メールの件名と本文を確認し、「承認依頼を送信」をクリックする

Acrobat DCでメールの設定を行なっていれば、そのまま送信できる

 受信した人は、添付ファイルを開く。メールの本文に、手順が書いてあるのがありがたいところ。PDFファイルが表示されると、「スタンプ」パレットが開いているので、自分の電子印鑑を所定の場所に押し、画面上のツールバーから「承認」をクリックすればいい。承認しない場合は「非承認」をクリックする。なお、Acrobat DCだけでなく、Acrobat Readerでも同様の手順で承認できる。

 ほかにも承認者がいる場合は、そちらに送信する。

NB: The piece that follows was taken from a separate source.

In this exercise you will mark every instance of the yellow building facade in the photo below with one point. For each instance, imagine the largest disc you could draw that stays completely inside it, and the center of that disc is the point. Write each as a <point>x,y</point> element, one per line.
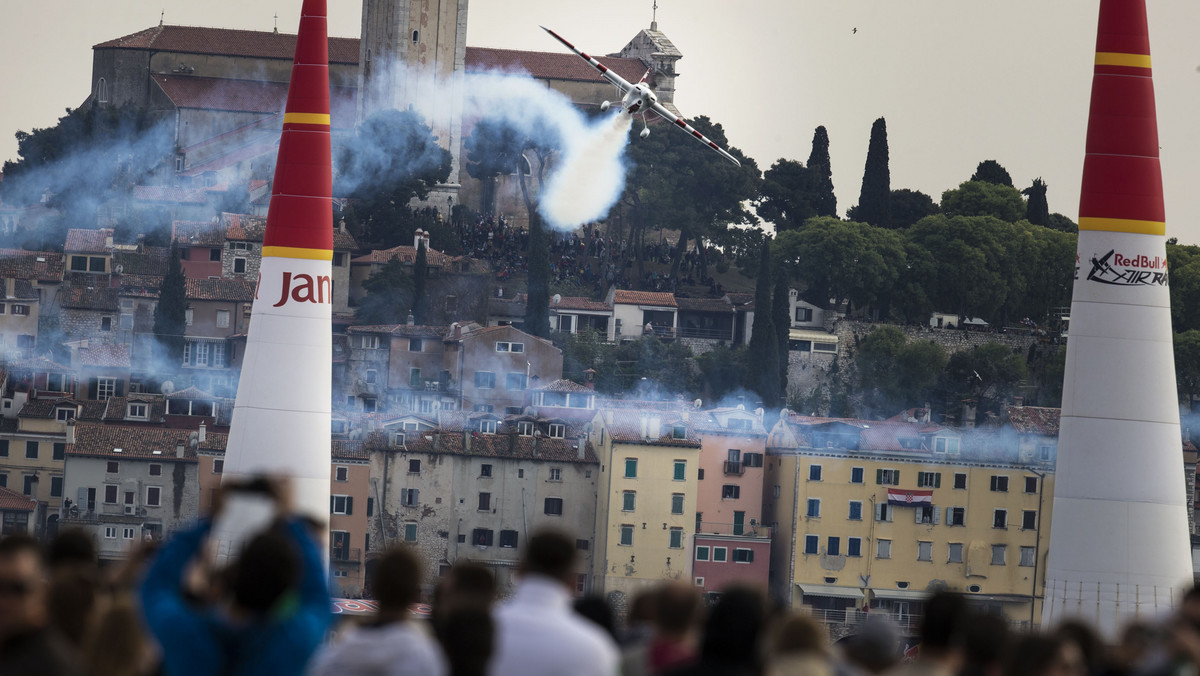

次の承認者も、同様にスタンプパレットから電子印鑑を押し、「承認」をクリックする。もし、最終承認者であるなら「最終承認」をクリックすればいい。

 担当者にはもちろん通知が行くので、社長や総務など、それ以外に承認を完了したことを伝える相手がいるならメールアドレスを入力して「送信」をクリックすればいい。元の担当者には、承認者すべての電子印鑑が押されたPDFファイルが届くというわけだ。

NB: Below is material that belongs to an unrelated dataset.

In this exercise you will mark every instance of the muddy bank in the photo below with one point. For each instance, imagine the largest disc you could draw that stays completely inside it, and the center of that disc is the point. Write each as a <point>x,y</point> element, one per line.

承認するようにメールが来る。手順が書いてあるので迷わず操作できる

電子印鑑を押し、「承認」をクリックする

次に、承認する人のアドレスを入力して「送信」をクリックする

非承認の場合は、元の送信者に通知が送られる

次の送信者も引き続き、電子印鑑を押す。最終承認者であれば「最終承認」をクリックする

社長や前の承認者など必要な宛先を入力して「送信」をクリックする。画面はAcrobat Reader

送信元ユーザーに最終承認が完了したとメールが来る

必要な電子印鑑が入れられたPDFが手に入った

 以上のように、Acrobat DCで承認フローを勧めるなら、PCとネットさえあれば、あっという間に終わる作業となる。承認者がオフィスにいるなら1日どころか数時間も経たないうちに稟議書が回ることだろう。以前は、数日、下手をすると1週間かかっていた稟議が数時間に短縮できるのは大きなメリットとなる。ビジネススピードが向上し、作業者のリソースも効率的に使えるようになるし、ペーパーレス化も実現するので、いいこと尽くめだ。